Sistemin bize doğalmış gibi dayattığı roller değişmedikçe cinsiyetçilik yeniden üretilmeye devam edecek. Yasalar ve onun uygulayıcıları kadınlar aleyhine işlerken erkekleri korumaya çalışmıyor özünde. Norm haline getirdiği ahlak anlayışı ve kutsadığı aile kurumuyla kadınları ikinci cins yapan çünkü kadını yaptığı işleri maliyet olarak gören, kar güdüsünden başka bir güdüsü olmayan sermaye sahiplerinin değerlerini koruyor.

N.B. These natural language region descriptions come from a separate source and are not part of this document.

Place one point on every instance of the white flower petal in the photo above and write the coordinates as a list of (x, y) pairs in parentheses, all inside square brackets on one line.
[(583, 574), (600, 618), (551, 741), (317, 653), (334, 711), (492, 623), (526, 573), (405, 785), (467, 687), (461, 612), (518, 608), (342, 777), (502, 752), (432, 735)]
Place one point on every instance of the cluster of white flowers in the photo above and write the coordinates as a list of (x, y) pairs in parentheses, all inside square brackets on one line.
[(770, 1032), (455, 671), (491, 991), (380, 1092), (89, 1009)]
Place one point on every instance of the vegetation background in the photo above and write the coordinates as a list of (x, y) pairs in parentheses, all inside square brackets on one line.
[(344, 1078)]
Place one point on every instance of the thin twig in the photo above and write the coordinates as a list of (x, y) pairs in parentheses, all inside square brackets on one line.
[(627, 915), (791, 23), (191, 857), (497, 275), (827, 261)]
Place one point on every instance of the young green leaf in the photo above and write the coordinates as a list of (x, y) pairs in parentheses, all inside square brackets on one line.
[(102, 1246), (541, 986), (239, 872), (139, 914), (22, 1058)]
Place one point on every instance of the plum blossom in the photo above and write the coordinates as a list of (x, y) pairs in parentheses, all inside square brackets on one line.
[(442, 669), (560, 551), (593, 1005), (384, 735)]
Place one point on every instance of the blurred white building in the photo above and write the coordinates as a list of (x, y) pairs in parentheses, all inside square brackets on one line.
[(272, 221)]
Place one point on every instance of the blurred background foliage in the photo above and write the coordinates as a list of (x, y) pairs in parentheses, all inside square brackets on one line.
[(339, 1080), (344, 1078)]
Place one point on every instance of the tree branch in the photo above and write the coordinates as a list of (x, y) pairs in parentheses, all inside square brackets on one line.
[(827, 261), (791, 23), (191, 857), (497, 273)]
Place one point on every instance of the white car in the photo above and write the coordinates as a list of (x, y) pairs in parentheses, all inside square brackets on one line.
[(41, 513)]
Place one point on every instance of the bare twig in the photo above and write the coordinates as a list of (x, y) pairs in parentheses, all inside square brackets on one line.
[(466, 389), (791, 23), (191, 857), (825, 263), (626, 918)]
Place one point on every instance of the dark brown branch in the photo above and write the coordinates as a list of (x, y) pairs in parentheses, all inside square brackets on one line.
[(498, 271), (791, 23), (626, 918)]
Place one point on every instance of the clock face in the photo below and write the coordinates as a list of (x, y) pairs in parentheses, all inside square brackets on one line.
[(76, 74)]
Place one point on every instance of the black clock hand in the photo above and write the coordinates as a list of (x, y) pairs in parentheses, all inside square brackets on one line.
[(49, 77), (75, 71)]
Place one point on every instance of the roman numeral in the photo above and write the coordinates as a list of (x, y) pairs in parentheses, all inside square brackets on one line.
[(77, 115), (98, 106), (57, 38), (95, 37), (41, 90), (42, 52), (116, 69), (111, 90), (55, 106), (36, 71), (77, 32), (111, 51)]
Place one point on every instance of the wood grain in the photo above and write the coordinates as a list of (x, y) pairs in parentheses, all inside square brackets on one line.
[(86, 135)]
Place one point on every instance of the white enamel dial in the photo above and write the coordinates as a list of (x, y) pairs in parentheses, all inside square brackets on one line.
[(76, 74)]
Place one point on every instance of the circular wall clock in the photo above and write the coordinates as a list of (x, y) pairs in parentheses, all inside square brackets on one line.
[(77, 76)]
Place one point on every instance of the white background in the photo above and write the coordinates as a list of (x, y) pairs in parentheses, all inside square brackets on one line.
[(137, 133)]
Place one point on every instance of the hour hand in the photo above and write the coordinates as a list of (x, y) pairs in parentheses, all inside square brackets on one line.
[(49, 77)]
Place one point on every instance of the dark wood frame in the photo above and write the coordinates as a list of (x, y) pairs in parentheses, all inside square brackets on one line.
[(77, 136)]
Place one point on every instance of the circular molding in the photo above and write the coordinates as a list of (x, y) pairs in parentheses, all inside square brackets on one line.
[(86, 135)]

Sosyalistler cinslerin eşitliği için verilen tüm mücadelelerin örgütleyici olmak zorundalar. Yargısından medyasına tüm kurumlardaki cinsiyetçiliği teşhir ederken, kadınların özgürlüğü için onu tutsak eden tüm değerlere karşı da savaş açarlar. Kocalarından boşanmak isteyen kadınları 'ahlak' üzerinden suçlu ilan eden tüm değerlere, şiddet görürken şahit olunduğu halde gizlenen çünkü aile içinin özel olduğunu anlatan tüm ahlak değerlerine, oğlu ve eşine balyozla şiddet uygulamış birini gözaltından serbest bırakan yüce devletin üniformalı güçlerinin ahlaki değerlerine meydan okuyoruz.